Expect the next 24 months to bring massive developments in the computer vision field, many of which may directly or indirectly affect you.

 

Computer vision gives us access to a data gold mine that will change marketing forever by…

1. Widening  the pool of measurable resources

People stream videos in many languages and thus text searches for captions are of extremely limited value. Dextro analyzes every public video on Periscope and MeerKat and categorizes content into trending themes.  The app lets users query images and video and delivers data results that can be analyzed, visualized and used just like any other kind of data metrics for websites or mobile apps.

2. Alerting business owners to how often and in what context their brands show up

1.8 billion photos are shared on social media every day, and the number is just growing. But because of the “black box” effect, much of that data is inaccessible to marketers. Ditto Labs is trying to change that using its proprietary software to look inside photos and identify a brand’s logo.

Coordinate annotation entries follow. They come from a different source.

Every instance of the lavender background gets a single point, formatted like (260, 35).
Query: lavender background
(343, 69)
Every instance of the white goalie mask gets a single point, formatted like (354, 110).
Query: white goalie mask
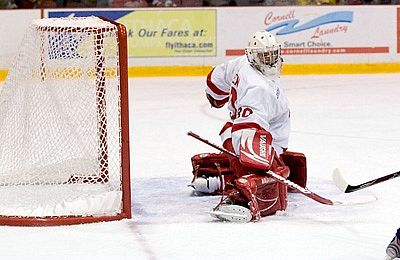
(264, 53)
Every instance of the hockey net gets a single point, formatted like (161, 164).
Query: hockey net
(64, 137)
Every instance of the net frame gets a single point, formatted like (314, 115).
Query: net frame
(124, 135)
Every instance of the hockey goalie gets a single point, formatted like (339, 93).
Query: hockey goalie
(258, 133)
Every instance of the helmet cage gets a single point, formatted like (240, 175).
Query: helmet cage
(268, 56)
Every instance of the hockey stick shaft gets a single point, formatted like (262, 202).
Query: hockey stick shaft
(351, 188)
(306, 192)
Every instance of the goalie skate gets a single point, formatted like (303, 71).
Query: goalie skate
(232, 213)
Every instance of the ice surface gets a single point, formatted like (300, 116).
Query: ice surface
(347, 121)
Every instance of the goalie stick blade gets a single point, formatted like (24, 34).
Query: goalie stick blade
(359, 200)
(339, 181)
(303, 190)
(344, 186)
(232, 213)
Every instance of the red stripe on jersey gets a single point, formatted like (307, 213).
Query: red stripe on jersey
(241, 126)
(226, 126)
(212, 86)
(221, 102)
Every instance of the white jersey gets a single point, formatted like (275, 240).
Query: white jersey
(254, 102)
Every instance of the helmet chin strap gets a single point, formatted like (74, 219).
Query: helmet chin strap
(272, 72)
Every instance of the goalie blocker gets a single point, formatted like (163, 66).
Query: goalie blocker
(244, 180)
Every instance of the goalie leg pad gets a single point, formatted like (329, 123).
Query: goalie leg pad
(297, 164)
(264, 195)
(211, 171)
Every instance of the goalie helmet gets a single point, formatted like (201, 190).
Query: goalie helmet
(264, 53)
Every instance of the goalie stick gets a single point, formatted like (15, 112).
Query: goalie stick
(344, 186)
(305, 191)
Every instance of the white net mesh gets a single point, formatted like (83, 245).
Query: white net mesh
(60, 141)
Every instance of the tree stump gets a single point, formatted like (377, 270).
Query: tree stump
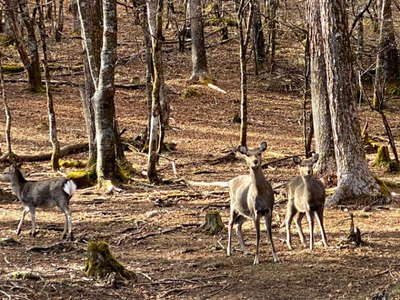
(382, 157)
(101, 264)
(213, 223)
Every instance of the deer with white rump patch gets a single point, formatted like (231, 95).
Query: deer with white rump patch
(251, 197)
(43, 194)
(306, 196)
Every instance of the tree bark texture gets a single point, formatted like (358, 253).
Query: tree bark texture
(258, 38)
(154, 15)
(32, 63)
(60, 21)
(324, 146)
(199, 58)
(90, 15)
(7, 113)
(244, 18)
(50, 103)
(104, 96)
(387, 47)
(354, 177)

Marketers can follow users who are posting images of their product or they can serve ads to those same customers.  An entirely new level of customer insight may be possible by looking at customers who post photos of a brand, but do not mention it by name.

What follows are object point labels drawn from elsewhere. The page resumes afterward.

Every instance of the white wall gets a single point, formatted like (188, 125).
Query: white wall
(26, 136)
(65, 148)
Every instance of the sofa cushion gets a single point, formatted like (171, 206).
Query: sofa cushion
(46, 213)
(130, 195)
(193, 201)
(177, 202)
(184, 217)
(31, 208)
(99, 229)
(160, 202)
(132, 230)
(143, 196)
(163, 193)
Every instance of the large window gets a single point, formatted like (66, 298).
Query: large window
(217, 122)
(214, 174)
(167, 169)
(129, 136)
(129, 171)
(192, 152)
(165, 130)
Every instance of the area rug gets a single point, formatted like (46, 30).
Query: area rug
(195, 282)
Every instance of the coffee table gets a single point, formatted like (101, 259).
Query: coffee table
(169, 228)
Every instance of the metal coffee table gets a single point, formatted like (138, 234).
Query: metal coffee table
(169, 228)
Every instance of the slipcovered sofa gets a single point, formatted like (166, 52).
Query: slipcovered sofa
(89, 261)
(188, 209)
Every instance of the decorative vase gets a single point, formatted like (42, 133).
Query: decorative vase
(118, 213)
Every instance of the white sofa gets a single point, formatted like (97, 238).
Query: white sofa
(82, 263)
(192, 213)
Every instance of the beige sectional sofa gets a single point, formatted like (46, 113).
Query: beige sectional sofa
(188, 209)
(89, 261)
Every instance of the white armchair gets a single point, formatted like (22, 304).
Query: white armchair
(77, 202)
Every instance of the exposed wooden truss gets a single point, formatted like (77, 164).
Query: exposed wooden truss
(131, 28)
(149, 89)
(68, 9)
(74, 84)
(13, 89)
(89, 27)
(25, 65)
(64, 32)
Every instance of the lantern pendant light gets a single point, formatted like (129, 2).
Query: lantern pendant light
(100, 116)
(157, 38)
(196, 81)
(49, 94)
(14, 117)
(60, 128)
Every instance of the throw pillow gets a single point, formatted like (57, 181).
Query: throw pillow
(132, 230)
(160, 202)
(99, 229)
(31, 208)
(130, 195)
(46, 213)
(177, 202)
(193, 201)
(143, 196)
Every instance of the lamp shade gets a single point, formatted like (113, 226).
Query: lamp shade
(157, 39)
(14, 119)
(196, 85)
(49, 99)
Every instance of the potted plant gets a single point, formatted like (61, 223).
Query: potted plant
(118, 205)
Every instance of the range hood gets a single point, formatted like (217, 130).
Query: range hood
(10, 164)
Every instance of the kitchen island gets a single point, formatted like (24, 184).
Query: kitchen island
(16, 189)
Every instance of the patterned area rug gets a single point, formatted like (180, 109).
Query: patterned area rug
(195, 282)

3. Facilitating the development of real-time focus groups

If you’re thinking that advances in computer vision are limited to the screen, think again. The most radical changes will happen IRL. Affectiva is just one of several new pieces of software that will be able to read your emotions in real-time by tracking your facial expressions.  Having already secured $20 Million in funding, Chief Science Officer, Rana el Kaliouby, isn’t worried that he’ll freak people out. Recalling the “Intel inside” motto, Kaliouby imagines “Affectiva-embedded” inscribed on all our belongings. “It’ll sit on your phone, in your car, in your fridge. It will sense your emotions and adapt seamlessly without being in your face,” he told Wired in an interview last month.

Although that might seem outlandish, it might not stop there: emotionally intelligent software coupled with spreading surveillance technology could lead to a  variety of Big Brotheresque scenarios. For instance, a video billboard that records a viewer’s reaction in real-time can push emotional analytics to the content creator, who can tweak the video to incrementally evoke the desired reaction.

While the lack of an opt-in option makes that an extreme scenario, it may not be too far off. According to a promotional Affectiva video,

In the TV and digital advertising world, our emotion data has [already] been used to identify flops and predict at what point viewers will skim. In the movie world, our emotion data has [already]  been used to identify the most engaging beats to optimize movie trailers and predict box office earnings.

Like all advances in technology,  breakthroughs in computer vision will expand our capabilities beyond what we believed was possible, and like all potential developments, especially the ones that frighten us, it’s going to be thoroughly scrutinized.  That’s good news, because, as the inimitable psychologist and  behaviorist, B.F. Skinner told us, “the real problem is not whether machines think, but whether men do.”